Observing Johnny's life in the cage brought Amanda a great deal of pain.
"He paces up and down from boredom," she wrote on her blog.
"Sometimes he gets so frustrated he throws himself head first up against one end of the cage.
"The only water he gets is when people remember to stick the hose in the cage a few times a day.
The bottom of his cage is uneven wire bars so his feet do not get a solid flat surface to sit or walk around on."
Amanda noticed that Johnny was also frightened, with people having loud conversations near him, smoking cigarettes and driving loud trucks.
A large female tiger was rescued from the forest and Johnny had to hear her roaring next to his cage - an animal, Amanda noted, he would naturally be fearful of.
"Johnny has nowhere to hide. Not anywhere to put his head when all this unfamiliarity is too much," she wrote.

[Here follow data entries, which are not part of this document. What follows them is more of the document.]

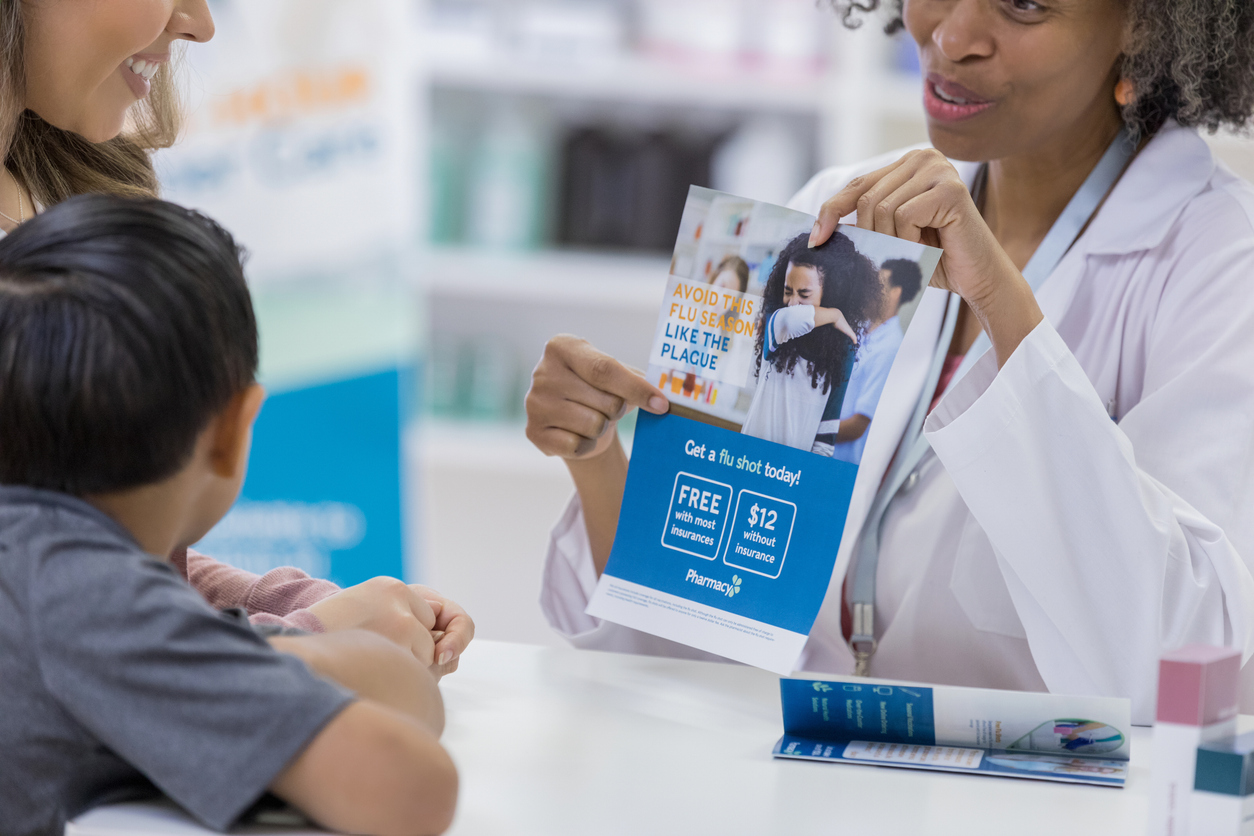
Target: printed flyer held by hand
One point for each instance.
(774, 356)
(980, 731)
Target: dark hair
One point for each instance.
(1189, 60)
(126, 326)
(904, 273)
(736, 265)
(849, 282)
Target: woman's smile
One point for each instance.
(951, 102)
(138, 70)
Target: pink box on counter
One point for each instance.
(1198, 694)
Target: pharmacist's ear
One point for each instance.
(232, 433)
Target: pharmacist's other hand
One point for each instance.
(373, 667)
(577, 396)
(453, 633)
(922, 198)
(388, 607)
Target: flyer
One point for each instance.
(774, 356)
(981, 731)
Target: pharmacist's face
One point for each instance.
(1005, 78)
(803, 286)
(89, 60)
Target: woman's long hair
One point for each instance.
(57, 164)
(850, 282)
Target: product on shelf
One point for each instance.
(1223, 794)
(627, 191)
(508, 181)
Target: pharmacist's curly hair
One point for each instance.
(850, 282)
(1189, 60)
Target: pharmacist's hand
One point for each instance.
(388, 607)
(373, 667)
(834, 317)
(922, 198)
(453, 633)
(577, 396)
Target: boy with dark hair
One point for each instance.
(128, 352)
(900, 280)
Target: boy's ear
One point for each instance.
(232, 431)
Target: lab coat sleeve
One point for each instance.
(1095, 524)
(568, 582)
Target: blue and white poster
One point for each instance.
(300, 141)
(774, 355)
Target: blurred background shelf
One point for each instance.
(631, 79)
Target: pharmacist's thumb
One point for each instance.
(648, 397)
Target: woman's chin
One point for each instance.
(103, 129)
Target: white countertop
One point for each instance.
(563, 741)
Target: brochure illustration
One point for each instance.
(774, 356)
(1010, 733)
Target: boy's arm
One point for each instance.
(378, 766)
(373, 770)
(374, 668)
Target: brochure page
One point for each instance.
(774, 356)
(1015, 733)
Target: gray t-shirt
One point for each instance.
(117, 677)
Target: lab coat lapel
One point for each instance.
(902, 390)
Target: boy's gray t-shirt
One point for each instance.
(117, 677)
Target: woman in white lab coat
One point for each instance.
(1086, 501)
(87, 95)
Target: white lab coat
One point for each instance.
(1089, 505)
(786, 406)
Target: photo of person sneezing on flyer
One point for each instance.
(774, 355)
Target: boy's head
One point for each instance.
(127, 346)
(903, 278)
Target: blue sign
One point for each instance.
(731, 522)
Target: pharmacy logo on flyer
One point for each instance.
(727, 589)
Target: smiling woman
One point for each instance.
(87, 93)
(74, 117)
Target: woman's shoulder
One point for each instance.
(1175, 197)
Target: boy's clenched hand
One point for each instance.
(418, 618)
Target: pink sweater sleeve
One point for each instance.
(280, 597)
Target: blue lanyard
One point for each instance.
(914, 446)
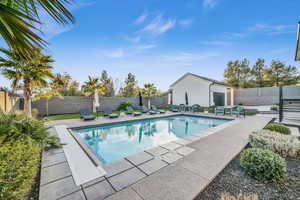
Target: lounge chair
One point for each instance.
(181, 108)
(145, 110)
(130, 111)
(86, 114)
(238, 111)
(220, 110)
(108, 112)
(174, 108)
(153, 107)
(196, 107)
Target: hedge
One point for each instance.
(19, 166)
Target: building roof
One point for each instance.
(200, 77)
(297, 54)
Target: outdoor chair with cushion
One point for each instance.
(86, 114)
(146, 110)
(130, 111)
(195, 107)
(238, 111)
(174, 108)
(153, 107)
(220, 110)
(181, 108)
(108, 112)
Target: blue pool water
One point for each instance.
(114, 142)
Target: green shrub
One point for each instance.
(263, 165)
(123, 106)
(18, 125)
(19, 166)
(285, 145)
(278, 128)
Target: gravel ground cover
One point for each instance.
(233, 180)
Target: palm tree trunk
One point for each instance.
(27, 96)
(149, 106)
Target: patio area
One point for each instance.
(176, 170)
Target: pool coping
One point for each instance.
(99, 162)
(69, 190)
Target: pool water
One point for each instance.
(114, 142)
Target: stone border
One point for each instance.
(122, 176)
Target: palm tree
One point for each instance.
(93, 87)
(32, 72)
(149, 91)
(18, 20)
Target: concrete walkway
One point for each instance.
(183, 179)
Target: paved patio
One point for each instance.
(176, 170)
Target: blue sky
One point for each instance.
(160, 40)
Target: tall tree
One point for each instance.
(279, 74)
(31, 72)
(92, 87)
(149, 91)
(66, 86)
(258, 71)
(130, 89)
(18, 20)
(108, 84)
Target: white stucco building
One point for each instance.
(200, 90)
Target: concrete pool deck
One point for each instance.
(177, 170)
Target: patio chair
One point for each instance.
(174, 108)
(195, 107)
(153, 107)
(130, 111)
(181, 108)
(86, 114)
(108, 112)
(146, 110)
(238, 111)
(220, 110)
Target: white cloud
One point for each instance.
(185, 22)
(216, 43)
(146, 46)
(50, 28)
(141, 18)
(189, 58)
(118, 53)
(209, 3)
(271, 29)
(133, 39)
(159, 25)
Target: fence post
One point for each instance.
(280, 104)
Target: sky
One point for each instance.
(161, 40)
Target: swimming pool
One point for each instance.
(114, 142)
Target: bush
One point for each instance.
(18, 125)
(19, 166)
(123, 106)
(285, 145)
(239, 197)
(263, 165)
(278, 128)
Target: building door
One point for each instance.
(219, 98)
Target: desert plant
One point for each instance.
(239, 197)
(285, 145)
(19, 166)
(278, 128)
(123, 106)
(263, 165)
(19, 125)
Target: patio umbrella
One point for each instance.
(186, 99)
(140, 99)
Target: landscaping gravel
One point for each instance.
(233, 180)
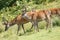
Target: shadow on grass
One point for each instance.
(28, 32)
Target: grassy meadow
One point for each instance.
(11, 12)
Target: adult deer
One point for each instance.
(55, 11)
(36, 16)
(17, 20)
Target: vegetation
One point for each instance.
(11, 8)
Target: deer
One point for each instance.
(38, 15)
(17, 20)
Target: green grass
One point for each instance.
(43, 34)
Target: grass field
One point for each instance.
(43, 34)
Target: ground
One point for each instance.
(43, 34)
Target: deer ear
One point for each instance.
(4, 21)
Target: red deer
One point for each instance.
(55, 11)
(17, 20)
(36, 16)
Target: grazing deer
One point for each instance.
(36, 16)
(55, 11)
(17, 20)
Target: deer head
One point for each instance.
(5, 22)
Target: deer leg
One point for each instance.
(18, 28)
(49, 22)
(6, 28)
(36, 25)
(23, 28)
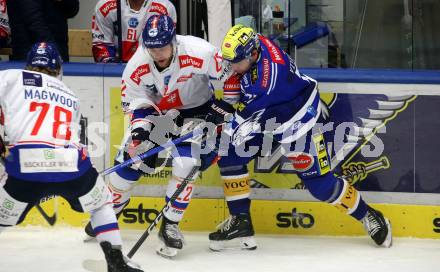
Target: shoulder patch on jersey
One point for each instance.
(159, 8)
(107, 7)
(265, 73)
(185, 61)
(139, 72)
(31, 79)
(274, 52)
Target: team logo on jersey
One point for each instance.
(186, 61)
(171, 101)
(107, 7)
(152, 88)
(301, 161)
(254, 75)
(153, 32)
(243, 39)
(30, 79)
(133, 22)
(266, 73)
(166, 80)
(159, 8)
(139, 72)
(274, 52)
(3, 6)
(184, 78)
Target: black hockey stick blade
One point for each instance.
(50, 219)
(153, 224)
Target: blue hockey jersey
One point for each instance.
(274, 89)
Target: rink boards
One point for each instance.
(397, 111)
(269, 217)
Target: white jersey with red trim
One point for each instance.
(41, 120)
(4, 21)
(104, 21)
(184, 84)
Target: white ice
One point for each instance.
(35, 249)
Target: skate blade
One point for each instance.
(89, 239)
(167, 252)
(94, 265)
(247, 243)
(389, 240)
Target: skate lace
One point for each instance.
(172, 230)
(371, 224)
(227, 224)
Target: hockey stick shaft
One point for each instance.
(119, 30)
(52, 219)
(153, 224)
(151, 152)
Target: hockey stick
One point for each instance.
(153, 224)
(176, 194)
(119, 24)
(152, 151)
(52, 219)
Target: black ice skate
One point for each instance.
(171, 237)
(116, 262)
(378, 227)
(90, 234)
(236, 226)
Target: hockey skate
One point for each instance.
(90, 234)
(378, 227)
(236, 226)
(171, 237)
(116, 262)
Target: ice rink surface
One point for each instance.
(36, 249)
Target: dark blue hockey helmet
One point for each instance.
(44, 55)
(159, 31)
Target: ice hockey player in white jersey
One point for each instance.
(168, 71)
(5, 31)
(41, 120)
(134, 14)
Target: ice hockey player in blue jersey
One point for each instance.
(41, 118)
(279, 105)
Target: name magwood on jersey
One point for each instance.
(104, 25)
(41, 119)
(184, 84)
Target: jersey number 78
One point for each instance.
(62, 117)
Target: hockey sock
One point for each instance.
(182, 166)
(178, 207)
(237, 191)
(121, 191)
(105, 225)
(339, 193)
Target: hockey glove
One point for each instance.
(219, 112)
(139, 144)
(2, 148)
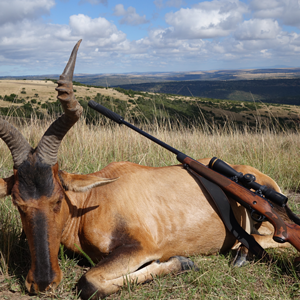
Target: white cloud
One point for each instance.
(82, 25)
(175, 3)
(258, 29)
(285, 11)
(18, 10)
(129, 16)
(159, 3)
(206, 20)
(93, 2)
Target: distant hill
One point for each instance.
(20, 99)
(284, 91)
(108, 80)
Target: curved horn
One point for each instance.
(15, 141)
(48, 146)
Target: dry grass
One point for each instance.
(86, 149)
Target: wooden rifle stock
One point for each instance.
(283, 232)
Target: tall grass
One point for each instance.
(88, 148)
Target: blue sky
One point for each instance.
(37, 36)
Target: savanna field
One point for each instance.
(272, 149)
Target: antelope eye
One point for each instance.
(57, 206)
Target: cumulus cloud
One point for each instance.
(159, 3)
(18, 10)
(93, 2)
(285, 11)
(206, 20)
(258, 29)
(129, 16)
(175, 3)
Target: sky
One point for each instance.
(37, 36)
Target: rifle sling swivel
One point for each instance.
(226, 214)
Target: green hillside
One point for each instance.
(284, 91)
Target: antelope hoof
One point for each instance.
(186, 263)
(86, 290)
(240, 260)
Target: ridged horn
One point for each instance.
(15, 141)
(48, 146)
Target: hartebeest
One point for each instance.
(136, 220)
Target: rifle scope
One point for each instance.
(247, 180)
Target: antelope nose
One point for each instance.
(41, 285)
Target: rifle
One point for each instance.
(283, 232)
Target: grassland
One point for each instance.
(23, 98)
(90, 147)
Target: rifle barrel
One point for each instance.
(120, 120)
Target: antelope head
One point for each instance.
(36, 187)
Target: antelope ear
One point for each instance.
(6, 185)
(82, 183)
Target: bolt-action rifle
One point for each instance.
(254, 201)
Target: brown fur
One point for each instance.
(140, 215)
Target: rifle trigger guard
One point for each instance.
(257, 217)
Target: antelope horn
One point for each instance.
(15, 141)
(48, 146)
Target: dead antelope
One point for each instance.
(136, 220)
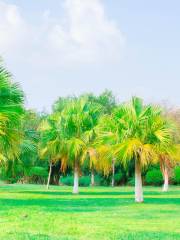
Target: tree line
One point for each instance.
(85, 134)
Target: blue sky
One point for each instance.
(63, 47)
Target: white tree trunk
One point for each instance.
(92, 178)
(113, 171)
(76, 181)
(138, 183)
(166, 180)
(49, 176)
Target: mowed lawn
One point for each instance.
(30, 212)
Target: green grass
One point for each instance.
(30, 212)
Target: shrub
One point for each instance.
(118, 177)
(154, 177)
(84, 181)
(131, 181)
(67, 180)
(176, 177)
(38, 172)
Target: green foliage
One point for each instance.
(131, 181)
(154, 177)
(84, 181)
(176, 175)
(118, 177)
(38, 172)
(67, 180)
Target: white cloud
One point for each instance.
(84, 34)
(12, 28)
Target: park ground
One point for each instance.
(30, 212)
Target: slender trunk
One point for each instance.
(166, 179)
(49, 176)
(92, 178)
(138, 183)
(76, 180)
(113, 171)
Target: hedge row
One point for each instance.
(153, 177)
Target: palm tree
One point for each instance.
(145, 129)
(11, 112)
(81, 116)
(133, 132)
(66, 135)
(51, 140)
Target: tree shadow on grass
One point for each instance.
(64, 193)
(77, 204)
(66, 205)
(147, 235)
(142, 235)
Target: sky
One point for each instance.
(68, 47)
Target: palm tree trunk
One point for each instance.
(92, 178)
(166, 179)
(138, 183)
(49, 176)
(76, 180)
(113, 171)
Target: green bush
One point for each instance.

The group did not expect it to take long to free Johnny, thinking it would be a simple case of combining their funds and relocating Johnny.
Johnny couldn't go to Borneo to another sun bear facility due to red tape that didn't allow him out of the country.
A growing legion of people across the world began to get behind the effort to rescue Johnny.
Then one night Amanda was watching a documentary about French environmentalist Aurelien Brule, better known by his nickname Chanee (Thai for gibbon).
The documentary touched on one of his sanctuaries called Kalaweit in Indonesia where he was looking after three rescued sun bears.
"I couldn't get to the computer fast enough to get in touch with him," Amanda said.
Chanee told her he would take the sun bear, but he would need help to fund an enclosure extension.
In exchange, he would organise for Johnny to be relocated to his new home.
After two months of negotiation, permission to move the sun bear was granted.
Then the only obstacle was finding the funds for Johnny's new enclosure.
A donor from New Zealand had been fundraising for two years and her efforts, combined with help from several private donors, enabled the enclosure to be built.
Because of his life of isolation, it was unclear if Johnny would ever adapt to life with other bears.
But happily he now shares an enclosure with three female bears - his girlfriends, Amanda jokes.
Amanda is not done making a difference and one feels that another animal, perhaps near death, perhaps also living out life trapped in a cage, is just patiently waiting for her to find it.